Summer performances include Elephant Revival, Dirtwire and Beats Antique.

Glitterfox plays Glitterfest 2024 at Green Anchors (Alyna Desmond)

It took only a single visit to Green Anchors, the 7-acre industrial park located next to the Willamette River in North Portland, for Nicholas Harris to fall in love.

“His words to me,” says Josh Pollack, talent buyer for Soul’d Out Productions, the concert promotions firm co-founded by Harris, “were like, ‘I’ve been looking for this place for 20 years.’ He’s been looking for something that’s got that Portland DIY vibe where we can do something kind of different.”

That something is a new series of outdoor concerts that Soul’d Out is kicking off this summer at Green Anchors. The performances, scheduled over three weekends in June and July, perfectly dovetail with Soul’d Out’s mission to bring slightly left-of-center artists whose sounds are rooted in Black American music and Green Anchors’ vision of supporting environmentally conscious businesses and artisans.

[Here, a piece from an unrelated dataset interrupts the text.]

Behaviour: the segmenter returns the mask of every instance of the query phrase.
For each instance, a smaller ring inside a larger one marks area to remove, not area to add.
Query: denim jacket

For Soul’d Out, this is just the latest venture the organization has undertaken since its founding in 2008. For nine years, the company produced the Soul’d Out Fest, a multinight, multivenue experience that brought artists as varied as Prince, Giorgio Moroder, and Bonnie Raitt to Portland, and nowadays it helps book the PDX Jazz Festival as well as entertainment at The Get Down and Jack London Revue.

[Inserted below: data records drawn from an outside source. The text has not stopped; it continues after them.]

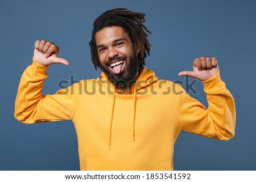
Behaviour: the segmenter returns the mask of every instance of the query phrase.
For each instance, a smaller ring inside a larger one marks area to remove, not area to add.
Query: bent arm
[[[209,138],[230,139],[234,136],[236,125],[234,99],[219,71],[203,82],[208,108],[188,94],[181,95],[179,115],[181,129]]]
[[[78,96],[71,94],[72,86],[55,95],[42,95],[43,81],[47,78],[47,66],[33,59],[33,63],[23,73],[15,104],[15,117],[26,124],[72,120]]]

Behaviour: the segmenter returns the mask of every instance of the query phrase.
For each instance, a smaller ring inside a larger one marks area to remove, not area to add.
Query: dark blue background
[[[182,132],[175,146],[176,170],[255,170],[256,3],[255,1],[0,1],[0,170],[78,170],[77,136],[70,121],[25,125],[13,116],[20,77],[32,62],[34,42],[60,48],[69,66],[48,71],[44,94],[57,83],[95,78],[88,42],[94,20],[107,10],[145,13],[152,32],[146,66],[162,79],[184,81],[200,56],[217,58],[222,79],[233,95],[236,136],[227,142]],[[191,95],[205,105],[202,84]],[[99,112],[96,111],[96,113]]]

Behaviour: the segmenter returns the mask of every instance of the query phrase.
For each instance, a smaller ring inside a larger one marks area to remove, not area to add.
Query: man
[[[196,58],[192,71],[179,74],[203,82],[207,109],[180,86],[158,79],[144,66],[150,46],[144,15],[117,9],[100,16],[90,46],[101,77],[53,95],[42,94],[47,67],[69,63],[57,57],[54,43],[35,42],[33,63],[19,86],[15,116],[26,124],[72,120],[81,170],[172,170],[174,146],[181,130],[221,140],[234,135],[234,100],[216,59]]]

With environmental ideals in mind, the artists booked for this new series, like electronic fusion ensemble Beats Antique (June 20–21), self-proclaimed “swamptronica” act Dirtwire (July 26), and folk-rockers Elephant Revival (June 6–7), all needed to be on a similar wavelength.

“It takes a certain type of artist to really wrap their heads around wanting to play somewhere that’s not your typical venue,” Pollack says, “wanting to do something different and something cool in the summer where there’s some cause behind it.”

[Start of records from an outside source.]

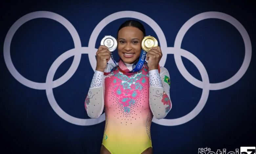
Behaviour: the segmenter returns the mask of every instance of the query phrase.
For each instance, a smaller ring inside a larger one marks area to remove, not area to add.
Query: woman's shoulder
[[[113,68],[115,67],[116,66],[116,64],[114,63],[108,63],[107,64],[107,67],[104,70],[104,72],[110,72],[111,70],[112,70]]]

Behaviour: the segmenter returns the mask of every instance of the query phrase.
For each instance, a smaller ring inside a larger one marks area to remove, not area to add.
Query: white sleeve
[[[149,71],[149,106],[156,118],[164,118],[172,107],[170,98],[169,72],[163,67]]]
[[[85,110],[90,118],[98,118],[103,111],[104,88],[104,73],[95,70],[84,102]]]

The cause in question falls somewhere between urban renewal and environmental revolution. Green Anchors lies on a remediated brownfield that, until 2005, was a shipyard that contributed to the pollution of the Willamette River. Cousins Mark Fisher and Matt Stein began leasing the property in 2012 and have been steadily transforming it into a bastion for environmental education and protection, as well as a home for various eco-minded organizations and businesses.

At first glance, it can be challenging to see the bigger picture of Green Anchors, as the scattershot collection of reused shipping containers, hastily constructed sheds, and piles of detritus gives the impression more of a wrecking yard than a cultural center. But even a short tour of the space reveals the logic within.

The tenants are a varied assemblage of artistic disciplines and entrepreneurial imagination. There’s a metal sculptor currently transporting one of their larger creations to a music festival in the Midwest, a gem cutter, a tiny home builder, a company that roasts chiles from New Mexico for salsas and sauces, and Mosquito Fleet, activists who take to the Willamette in kayaks to advocate for environmental justice. And in the corner closest to Cathedral Park is a stunning, well-tended garden teeming with native plants and dotted with large pieces of metal art.

It’s near that garden that Soul’d Out events will go down. Stein, Fisher and their team have constructed a pavilion with a stage built on what looks to be old plastic shipping containers, protected from the elements by a huge domed canopy. It’s a massive step up from the tents used for past live performances and other events at Green Anchors that wound up collapsing during the last ice storm. With this new setup and some additional seating areas they are building into some old shipping containers, Green Anchors will be able to accommodate 1,000 ticketholders for each Soul’d Out show.

Everyone involved is also looking at these concerts as an opportunity to educate people. Nonprofit organizations connected to Green Anchors and those involved with like-minded environmental causes will be on hand to share information. And there will likely be some kind of talks happening from the stage about how this space was so radically transformed.

“In the bigger picture, there’s acres and acres and acres of old industrial land along this river not getting reused,” Stein says. “It’s not getting cleaned up. There’s a model that we’re creating here that can be followed for other properties.”


SEE IT: Elephant Revival at Green Anchors, 8940 N Bradford St., souldoutproductions.com/green-anchors. 7 pm Friday–Saturday, June 6–7. $30, $55 for both nights.